Let’s look at this in a logical progression; where all the issues start is in the on-ice rulings. Two referees are sometimes not enough to cover the entire surface with surveillance, and because of this many penalties can go uncalled. Given that to err is human, it is a wholly acceptable flaw in the system, and one that has no immediate fix. The league can’t simply add more refs to the game because that would just put more people in the way. I had a solution of reducing the linesmen to one person off the ice and set cameras at each of the blue lines, allowing the person to do the job of two and alleviate the amount of ice space taken up, but even that has a flaw. Whereas their immediate job is different, both linesmen and refs work to separate players in a scrum, so removing them could also lead to increased open hostility without the risk of interjection.
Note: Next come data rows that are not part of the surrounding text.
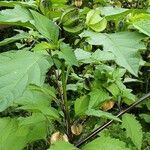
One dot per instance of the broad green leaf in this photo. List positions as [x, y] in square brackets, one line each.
[15, 38]
[146, 117]
[81, 105]
[83, 56]
[105, 143]
[62, 145]
[43, 46]
[45, 110]
[16, 133]
[37, 126]
[98, 96]
[75, 29]
[124, 45]
[142, 23]
[67, 54]
[99, 55]
[17, 16]
[18, 69]
[148, 104]
[111, 11]
[47, 90]
[102, 114]
[46, 27]
[133, 129]
[95, 22]
[34, 97]
[14, 3]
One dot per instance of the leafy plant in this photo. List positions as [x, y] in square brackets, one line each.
[70, 72]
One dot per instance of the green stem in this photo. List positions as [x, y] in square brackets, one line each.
[65, 102]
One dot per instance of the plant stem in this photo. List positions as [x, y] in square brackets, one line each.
[99, 129]
[65, 103]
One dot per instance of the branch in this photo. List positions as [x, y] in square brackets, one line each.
[99, 129]
[65, 103]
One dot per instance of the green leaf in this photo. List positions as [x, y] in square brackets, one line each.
[46, 90]
[17, 16]
[81, 105]
[95, 22]
[43, 46]
[146, 117]
[99, 55]
[74, 29]
[105, 143]
[142, 23]
[17, 71]
[62, 145]
[14, 3]
[124, 48]
[37, 126]
[45, 110]
[102, 114]
[16, 133]
[67, 54]
[97, 96]
[133, 129]
[46, 27]
[15, 38]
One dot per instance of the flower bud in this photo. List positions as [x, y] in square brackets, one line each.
[76, 129]
[57, 136]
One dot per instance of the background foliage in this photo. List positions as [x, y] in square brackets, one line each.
[66, 67]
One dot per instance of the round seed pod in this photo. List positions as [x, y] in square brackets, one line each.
[76, 129]
[108, 105]
[57, 136]
[78, 3]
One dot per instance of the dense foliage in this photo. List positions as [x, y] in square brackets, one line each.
[67, 67]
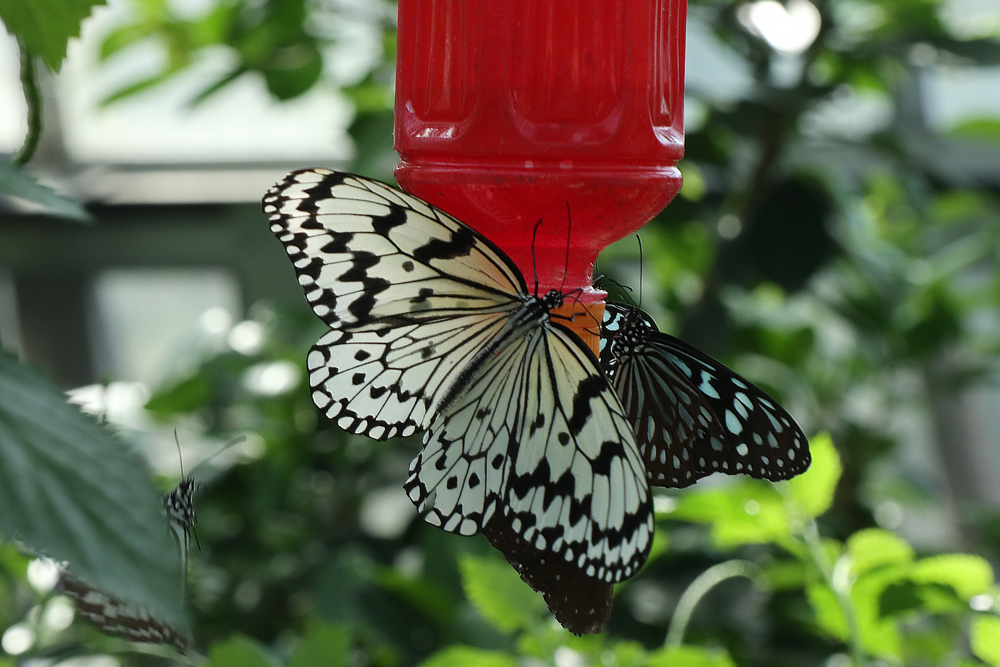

Since that clearly isn’t an option, we have to look to other alternatives.
Another idea is to simply increase the effective penalty at the time of incident. If a player commits an illegal hit or elbowing to the head, or any penalty where the victim is injured and removed from the ice, the offending player should receive an immediate game misconduct and removed from the game. The message this sends is simple: play safe and smart, or you’re ass is grass. To clarify, by “injured and removed from the ice” I do not mean in the case where someone has a bloody nose, or somesuch superficial injury. For example: if a boarding call is made, and the victim has to be helped to the locker room, then the offending player should receive a 2 minute minor for the boarding call, a 10 minute game misconduct and an automatic review by the DoPS. This brings me to the next step in the system.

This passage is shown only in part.